At the Johns Hopkins lab, McCulloh established a 60-member applied science group and oversaw numerous grants and programs that supported the U.S. national security community.
McCulloh was also a lecturer in the university’s Whiting School of Engineering and an associate professor in the school of public health. He has studied and taught such subject as social media, crowdsourcing, human computation and statistical methods of computer science, among others.
“We live in an age of acceleration and Dr. McCulloh’s experience using applied science to test and deploy advanced data science solutions will translate into value at scale for our federal customers,” said Bryan Rich, head of the Analytics and Applied Intelligence practice at Accenture Federal Services.
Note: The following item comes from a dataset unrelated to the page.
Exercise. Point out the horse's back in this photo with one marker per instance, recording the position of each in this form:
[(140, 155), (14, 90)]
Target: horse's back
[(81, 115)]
Tom Greiner, senior managing director of the technology business at Accenture Federal Services, added: “Dr. McCulloh has proven expertise in applying computational social science research to drive measurable mission value for our military. By pairing that experience with Accenture’s’ global reach in solving similar at-scale problems for Fortune 100 firms, we have an opportunity to really help our federal clients better understand and navigate their toughest scenarios and environments.”
McCulloh is also a 20-year veteran of the U.S. Army. At West Point, he founded the West Point Network Science Center and created the Army’s Advanced Network Analysis and Targeting program.
Ian McCulloh adds, “I look forward to joining a forward-looking, multi-disciplinary team and bringing the best solutions to our federal customers.”
McCulloh holds a Ph.D. and master’s degree from Carnegie Mellon University’s School of Computer Science, two master’s degrees from the Florida State University, and a bachelor’s degree in industrial engineering from the University of Washington.